Cuisine : Plus le droit d'ébouillanter les homards en Suisse

À compter de ce jeudi 1 mars 2018, les cuisines suisses ne pourront plus plonger leurs homards dans une eau bouillante. Une énorme mesure prise dans culture culinaire helvète, mais aussi une grande avancée dans la cause des souffrances animales.

C’est dans l’optique d’une révision des lois concernant la protection des animaux, le gouvernement fédéral suisse a décidé, qu’à compter du 1er mars 2018 : “la pratique consistant à plonger les homards vivants dans l’eau bouillante, commune dans les restaurants, ne sera plus autorisée […] (les homards) devront désormais être étourdis avant d’être mis à mort”, si l’on se réfère à l’ordonnance officielle émise à ce sujet par le gouvernement suisse.

Le nouveau texte insiste sur le fait que les homards ne seront plus autorisé à être transportés sur de la glace ou bien dans de l’eau glacée, mais devront désormais être détenus dans leur milieu naturel.

Ces nouvelles mesure ont été créées par rapport aux nouvelles découverte scientifique sur la douleur animale.

Une question de souffrance

Si le fait que les animaux de la ferme ressentent effectivement des douleurs a été prouvé scientifiquement, la souffrance des crustacés, poisson ou encore escargots, elle n’a, et ce pendant longtemps, était envisagée.

Les défenseurs des animaux ont pendant longtemps avancé le fait que les homards, à l’image des crustacés, possédaient des système nerveux assez complexe et qu’ils ressentent de ce fait la douleur lors de leurs cuissons à l’eau bouillante

Une conclusion à laquelle est parvenue, et ce, après des dizaines d’années de recherche, le professeur spécialisé en comportement animal de l’Université Queens de Belfast, en Irlande du Nord, Robert Elwood.

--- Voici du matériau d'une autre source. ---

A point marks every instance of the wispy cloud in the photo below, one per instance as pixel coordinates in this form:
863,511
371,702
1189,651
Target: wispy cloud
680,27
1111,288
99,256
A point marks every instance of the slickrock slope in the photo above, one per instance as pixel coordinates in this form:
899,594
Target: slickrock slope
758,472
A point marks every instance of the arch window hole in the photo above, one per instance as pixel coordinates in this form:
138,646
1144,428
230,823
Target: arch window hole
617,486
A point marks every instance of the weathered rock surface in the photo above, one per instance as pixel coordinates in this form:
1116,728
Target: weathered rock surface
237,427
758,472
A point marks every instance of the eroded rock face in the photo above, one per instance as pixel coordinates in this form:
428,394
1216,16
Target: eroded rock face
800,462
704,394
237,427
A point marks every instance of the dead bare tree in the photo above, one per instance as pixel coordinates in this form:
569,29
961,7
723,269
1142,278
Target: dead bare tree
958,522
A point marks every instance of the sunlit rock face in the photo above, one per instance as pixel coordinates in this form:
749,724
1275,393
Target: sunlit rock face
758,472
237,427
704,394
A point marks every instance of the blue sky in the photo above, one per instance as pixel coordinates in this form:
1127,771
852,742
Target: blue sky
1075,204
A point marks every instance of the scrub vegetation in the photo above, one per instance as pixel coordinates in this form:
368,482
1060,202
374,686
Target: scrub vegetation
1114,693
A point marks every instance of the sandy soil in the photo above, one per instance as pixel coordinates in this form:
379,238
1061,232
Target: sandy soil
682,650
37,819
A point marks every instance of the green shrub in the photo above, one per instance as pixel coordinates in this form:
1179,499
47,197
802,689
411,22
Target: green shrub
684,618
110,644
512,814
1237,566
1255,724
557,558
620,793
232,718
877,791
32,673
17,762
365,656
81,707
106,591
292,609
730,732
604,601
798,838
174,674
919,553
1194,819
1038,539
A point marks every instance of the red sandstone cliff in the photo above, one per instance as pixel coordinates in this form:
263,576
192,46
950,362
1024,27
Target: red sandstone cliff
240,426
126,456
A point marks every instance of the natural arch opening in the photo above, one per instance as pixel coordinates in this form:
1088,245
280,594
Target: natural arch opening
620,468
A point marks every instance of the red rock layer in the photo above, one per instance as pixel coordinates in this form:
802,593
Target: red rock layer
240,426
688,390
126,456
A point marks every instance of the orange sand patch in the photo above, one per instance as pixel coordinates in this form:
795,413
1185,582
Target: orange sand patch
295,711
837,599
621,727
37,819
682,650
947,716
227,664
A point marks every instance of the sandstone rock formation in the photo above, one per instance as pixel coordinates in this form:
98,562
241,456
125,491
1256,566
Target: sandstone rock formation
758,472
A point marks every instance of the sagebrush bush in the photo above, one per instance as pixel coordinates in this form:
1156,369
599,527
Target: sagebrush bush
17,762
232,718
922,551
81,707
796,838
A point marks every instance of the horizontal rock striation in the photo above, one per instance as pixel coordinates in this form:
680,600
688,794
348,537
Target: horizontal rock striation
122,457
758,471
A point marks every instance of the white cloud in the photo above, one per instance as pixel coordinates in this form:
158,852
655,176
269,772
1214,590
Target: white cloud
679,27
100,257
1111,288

Durant ses recherches, le scientifique a effectué une série de tests expérimentaux sur des homards ainsi que des crabes et en a conclus qu’ “ils démontraient tous les signes associés à la douleur, il ne s’agissait pas de réflexe”.

Un résultat qui l’a lui-même surpris ainsi que bon nombre de scientifiques, mais qui a donné raison aux défenseurs de la cause animale, clamant haut et fort depuis des années que ces animaux ressentaient effectivement bel et bien la douleur.